After stalling for years, Georgia lawmakers finally voted Wednesday to eliminate two school board seats in DeKalb County, possibly inviting racial discord at a time when the district’s accreditation hangs in the balance.
The Senate approved House Bill 979 with minor changes that were quickly ratified by the House. The bill reduces the school board to seven members from nine by eliminating the two at-large seats. Those seats are among the six held by black board members and are the only two selected by all voters in the largely Democratic and largely black county.
Superintendent Michael Thurmond implored lawmakers to delay the downsizing, citing concern about a flare-up of the antagonisms that led an accreditation agency to put the district on probation. The Southern Association of Colleges and Schools recently lifted probation but warned that the district had a long way to go for full accreditation. A group of senators, including Steve Henson, D-Tucker, backed an amendment that would have kept the board intact another two years, but it was handily defeated.
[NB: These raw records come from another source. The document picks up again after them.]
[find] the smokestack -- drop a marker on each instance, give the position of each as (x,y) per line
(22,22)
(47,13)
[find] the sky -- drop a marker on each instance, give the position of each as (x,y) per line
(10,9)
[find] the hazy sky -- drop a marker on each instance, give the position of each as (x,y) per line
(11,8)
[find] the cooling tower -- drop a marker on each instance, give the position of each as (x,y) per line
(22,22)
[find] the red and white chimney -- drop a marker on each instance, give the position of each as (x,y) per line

“I think it’s somewhat divisive,” Henson said after the Senate vote. “This map just did away with those two seats that were represented by minorities without letting us redraw the map to represent the community.”
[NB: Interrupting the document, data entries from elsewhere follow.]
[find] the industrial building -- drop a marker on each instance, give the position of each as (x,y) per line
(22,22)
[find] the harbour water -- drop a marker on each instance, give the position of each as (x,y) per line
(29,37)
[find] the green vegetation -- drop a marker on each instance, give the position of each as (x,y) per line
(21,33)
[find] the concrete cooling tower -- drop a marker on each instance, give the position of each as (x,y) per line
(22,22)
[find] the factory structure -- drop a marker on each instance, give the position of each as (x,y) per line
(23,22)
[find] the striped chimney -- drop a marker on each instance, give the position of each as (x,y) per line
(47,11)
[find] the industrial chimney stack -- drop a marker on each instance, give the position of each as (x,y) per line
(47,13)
Proponents of a smaller board responded that they had no choice, with just days until the deadline to register candidates for the May 20 board election. The Republican-controlled General Assembly had mandated a smaller board three years ago but left it to local lawmakers to figure out how to redraw the electoral map.
The House delegation couldn’t reach a consensus. Last week, they mustered — barely — enough signatures to approve a map, but it generated little enthusiasm in the Senate. It proposed one largely-white board district in and around the Republican stronghold of Dunwoody in far north DeKalb, and six largely black districts that stretched north like fingers from the southern county line.
Rep. Mike Jacobs, R-Brookhaven, a sponsor of the bipartisan bill approved Wednesday, said it was an “ugly” map that split neighborhoods and schools between multiple board districts. He said he got together with a handful of Democrats who agreed it was expedient to remove the at-large seats because that accomplished the downsizing without moving any lines on the map. The county elections chief had said she wouldn’t have time to notify all voters about their new districts, as required by law, if the lines shifted much.
Jacobs said it’s better to have fewer board members because it means “fewer agendas at work.”
Thad Mayfield, whose school board seat will be eliminated if Gov. Nathan Deal signs the bill into law as expected, said he assumed all along that this would happen. He doubted it would prove controversial.
“The change from nine to seven was imminent in the minds of most people, and I would think if there were some concerns about that in the south end of the county I would have heard it,” he said. “And I haven’t heard anything.”